In the 1960s through the ’80s, Dr. Joseph Gerstein ’57 was a professor at Harvard Medical School and an internist at Mt. Auburn Hospital. He had several patients with alcohol or drug dependency who didn’t like the religious overtones or “you are powerless” message of 12-step programs like A.A.—at the time, the only free, ongoing resources available to people seeking recovery. Then, in the early nineties, he heard about Rational Recovery, an approach started by social worker Jack Trimpey that shared 12-step’s peer-support model but was rooted in scientific methods such as cognitive behavioral therapy (CBT)—based on the idea that if we better understand how our thoughts trigger our feelings, we can control our actions.
Gerstein was hooked. “The recognition that our emotions are based primarily on how we think about things is essentially the Stoic philosophy from two millennia ago,” he says. With others, he took the essence of Rational Recovery and in 1994 created a nonprofit, SMART Recovery, becoming its founding president. “We want to help people clarify their thinking so they can make better decisions for themselves,” he says.
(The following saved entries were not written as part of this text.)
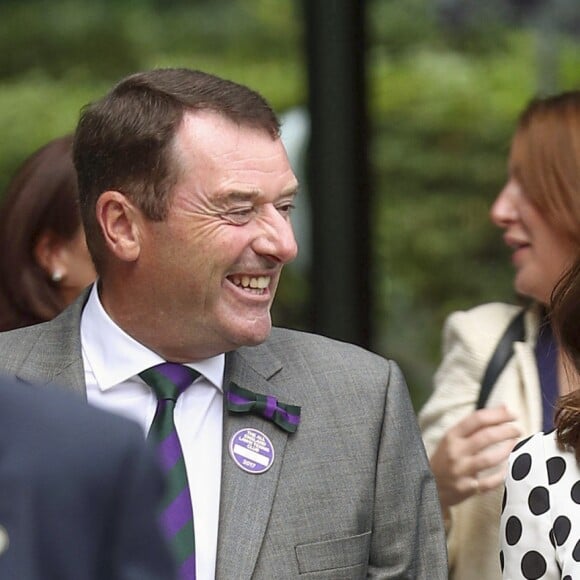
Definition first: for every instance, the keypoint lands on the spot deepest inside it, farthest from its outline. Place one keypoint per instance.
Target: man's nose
(276, 237)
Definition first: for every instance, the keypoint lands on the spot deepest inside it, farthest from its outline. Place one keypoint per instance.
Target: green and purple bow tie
(239, 400)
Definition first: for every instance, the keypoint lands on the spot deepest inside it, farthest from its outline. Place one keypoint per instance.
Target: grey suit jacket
(349, 495)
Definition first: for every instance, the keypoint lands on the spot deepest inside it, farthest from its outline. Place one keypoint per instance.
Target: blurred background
(397, 116)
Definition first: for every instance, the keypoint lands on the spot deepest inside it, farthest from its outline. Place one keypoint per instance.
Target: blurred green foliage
(443, 103)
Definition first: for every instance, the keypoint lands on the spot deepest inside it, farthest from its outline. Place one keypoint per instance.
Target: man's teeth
(258, 282)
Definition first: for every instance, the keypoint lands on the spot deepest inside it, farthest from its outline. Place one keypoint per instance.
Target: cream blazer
(469, 340)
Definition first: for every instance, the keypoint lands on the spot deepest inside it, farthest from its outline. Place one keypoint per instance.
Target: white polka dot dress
(540, 521)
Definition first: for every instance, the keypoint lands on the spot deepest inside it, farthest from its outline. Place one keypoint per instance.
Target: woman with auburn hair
(44, 263)
(540, 522)
(501, 372)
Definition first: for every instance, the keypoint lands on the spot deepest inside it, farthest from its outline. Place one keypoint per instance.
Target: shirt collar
(115, 357)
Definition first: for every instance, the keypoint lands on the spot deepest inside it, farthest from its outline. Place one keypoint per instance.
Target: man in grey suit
(302, 454)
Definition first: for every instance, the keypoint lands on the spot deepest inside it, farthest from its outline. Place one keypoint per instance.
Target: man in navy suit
(79, 492)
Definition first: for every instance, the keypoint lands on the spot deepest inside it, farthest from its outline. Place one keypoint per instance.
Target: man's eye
(286, 208)
(239, 216)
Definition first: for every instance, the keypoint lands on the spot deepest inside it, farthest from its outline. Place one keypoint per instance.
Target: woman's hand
(480, 442)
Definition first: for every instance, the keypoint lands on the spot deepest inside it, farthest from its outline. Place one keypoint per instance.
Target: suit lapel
(246, 498)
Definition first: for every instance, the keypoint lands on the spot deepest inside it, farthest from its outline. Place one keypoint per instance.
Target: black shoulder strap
(503, 352)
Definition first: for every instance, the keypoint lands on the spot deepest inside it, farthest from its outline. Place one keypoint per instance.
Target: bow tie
(240, 400)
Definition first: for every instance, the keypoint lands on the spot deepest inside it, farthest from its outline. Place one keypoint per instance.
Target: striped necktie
(168, 381)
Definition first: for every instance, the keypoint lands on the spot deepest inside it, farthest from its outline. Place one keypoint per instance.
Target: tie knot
(169, 380)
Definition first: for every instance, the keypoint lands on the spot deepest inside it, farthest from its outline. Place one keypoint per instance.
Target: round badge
(252, 450)
(3, 539)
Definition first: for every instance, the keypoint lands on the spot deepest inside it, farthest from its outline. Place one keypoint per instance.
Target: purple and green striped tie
(168, 381)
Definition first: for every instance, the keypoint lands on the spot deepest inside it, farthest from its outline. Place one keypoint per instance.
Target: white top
(540, 523)
(112, 361)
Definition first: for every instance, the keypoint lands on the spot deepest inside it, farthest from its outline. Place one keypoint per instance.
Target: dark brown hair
(124, 142)
(545, 159)
(565, 315)
(41, 197)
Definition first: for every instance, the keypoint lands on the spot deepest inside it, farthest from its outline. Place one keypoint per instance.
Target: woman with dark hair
(44, 262)
(540, 522)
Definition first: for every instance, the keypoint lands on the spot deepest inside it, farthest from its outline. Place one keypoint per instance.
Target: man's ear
(120, 220)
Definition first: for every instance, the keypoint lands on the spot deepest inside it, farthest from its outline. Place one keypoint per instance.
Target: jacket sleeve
(408, 535)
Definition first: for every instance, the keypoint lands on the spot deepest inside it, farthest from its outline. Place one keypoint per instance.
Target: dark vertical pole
(338, 168)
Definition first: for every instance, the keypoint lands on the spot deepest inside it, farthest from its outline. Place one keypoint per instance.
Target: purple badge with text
(252, 450)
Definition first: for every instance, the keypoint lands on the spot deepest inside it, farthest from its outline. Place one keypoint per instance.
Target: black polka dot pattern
(521, 466)
(540, 521)
(556, 468)
(539, 501)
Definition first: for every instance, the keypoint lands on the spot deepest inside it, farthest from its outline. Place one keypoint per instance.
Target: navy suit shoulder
(72, 475)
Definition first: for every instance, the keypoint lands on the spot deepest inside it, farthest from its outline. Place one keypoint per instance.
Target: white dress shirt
(112, 361)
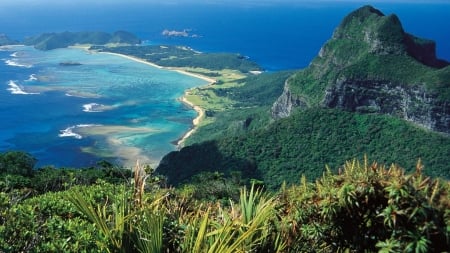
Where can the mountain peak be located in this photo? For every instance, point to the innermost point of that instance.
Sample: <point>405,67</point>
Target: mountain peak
<point>368,30</point>
<point>371,65</point>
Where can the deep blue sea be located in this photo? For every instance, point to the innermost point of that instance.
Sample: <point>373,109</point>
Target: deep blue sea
<point>122,110</point>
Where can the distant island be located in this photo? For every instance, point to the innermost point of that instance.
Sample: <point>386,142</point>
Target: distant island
<point>49,41</point>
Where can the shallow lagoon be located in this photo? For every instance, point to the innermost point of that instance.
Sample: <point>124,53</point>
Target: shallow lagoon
<point>109,107</point>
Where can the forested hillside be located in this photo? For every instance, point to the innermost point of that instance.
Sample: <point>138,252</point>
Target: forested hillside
<point>373,90</point>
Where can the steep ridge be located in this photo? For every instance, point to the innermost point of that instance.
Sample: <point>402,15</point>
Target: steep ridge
<point>371,65</point>
<point>49,41</point>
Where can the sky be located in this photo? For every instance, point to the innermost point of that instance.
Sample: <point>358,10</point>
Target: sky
<point>169,2</point>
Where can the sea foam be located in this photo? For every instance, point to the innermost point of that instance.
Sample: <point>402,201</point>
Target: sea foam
<point>16,89</point>
<point>32,78</point>
<point>69,132</point>
<point>16,64</point>
<point>92,107</point>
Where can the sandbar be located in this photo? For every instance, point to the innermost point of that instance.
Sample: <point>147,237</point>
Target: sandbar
<point>183,99</point>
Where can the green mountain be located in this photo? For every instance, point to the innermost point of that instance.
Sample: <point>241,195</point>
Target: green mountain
<point>48,41</point>
<point>371,65</point>
<point>373,90</point>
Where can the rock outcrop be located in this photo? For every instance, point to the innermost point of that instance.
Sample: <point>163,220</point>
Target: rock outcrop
<point>370,65</point>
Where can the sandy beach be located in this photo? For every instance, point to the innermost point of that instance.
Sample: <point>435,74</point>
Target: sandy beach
<point>199,110</point>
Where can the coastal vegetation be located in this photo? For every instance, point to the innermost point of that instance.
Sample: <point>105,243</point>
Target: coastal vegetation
<point>366,206</point>
<point>321,179</point>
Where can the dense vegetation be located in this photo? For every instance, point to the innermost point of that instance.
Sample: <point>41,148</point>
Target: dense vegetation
<point>252,100</point>
<point>370,46</point>
<point>177,56</point>
<point>365,207</point>
<point>17,171</point>
<point>305,142</point>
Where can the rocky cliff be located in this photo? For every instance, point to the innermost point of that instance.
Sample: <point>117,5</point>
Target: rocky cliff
<point>371,65</point>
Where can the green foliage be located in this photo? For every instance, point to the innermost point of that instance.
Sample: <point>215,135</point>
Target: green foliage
<point>251,109</point>
<point>365,207</point>
<point>305,142</point>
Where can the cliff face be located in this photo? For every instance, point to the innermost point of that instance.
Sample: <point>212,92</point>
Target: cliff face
<point>414,104</point>
<point>370,65</point>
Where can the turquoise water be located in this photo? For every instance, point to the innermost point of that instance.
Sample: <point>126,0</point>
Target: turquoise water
<point>136,112</point>
<point>109,107</point>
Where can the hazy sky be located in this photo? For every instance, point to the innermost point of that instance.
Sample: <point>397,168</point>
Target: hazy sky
<point>165,2</point>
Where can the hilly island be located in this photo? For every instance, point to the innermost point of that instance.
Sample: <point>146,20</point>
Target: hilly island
<point>350,154</point>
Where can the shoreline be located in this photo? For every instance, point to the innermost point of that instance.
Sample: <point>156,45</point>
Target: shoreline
<point>200,111</point>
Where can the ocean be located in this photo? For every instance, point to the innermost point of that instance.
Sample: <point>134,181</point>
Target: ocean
<point>116,109</point>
Nearly three decades later, SMART has become the worldwide #2 mutual-aid recovery pathway after the 12-step model, with about 2,000 meetings in 34 countries, 600 of them on Zoom and about 1,200 in the U.S., according to Gerstein. The program has been given major support by U.S. and other governments as an alternative to 12-step, whose religious aspects multiple U.S. courts have ruled cannot be mandated for people coming out of prison.
“From the first SMART meeting I facilitated,” he says, “I knew this program was going to go around the world.” He predicts that SMART will attain 12-step’s scale “not while I’m on earth, but hopefully in the future.” Though no longer president, Gerstein is a SMART board member and still facilitates four SMART meetings a week—and he’s not giving that up anytime soon. “My father had Alzheimer’s,” he says. “One way to fight it off is to stay intellectually challenged, and running meetings is extremely good in that regard.”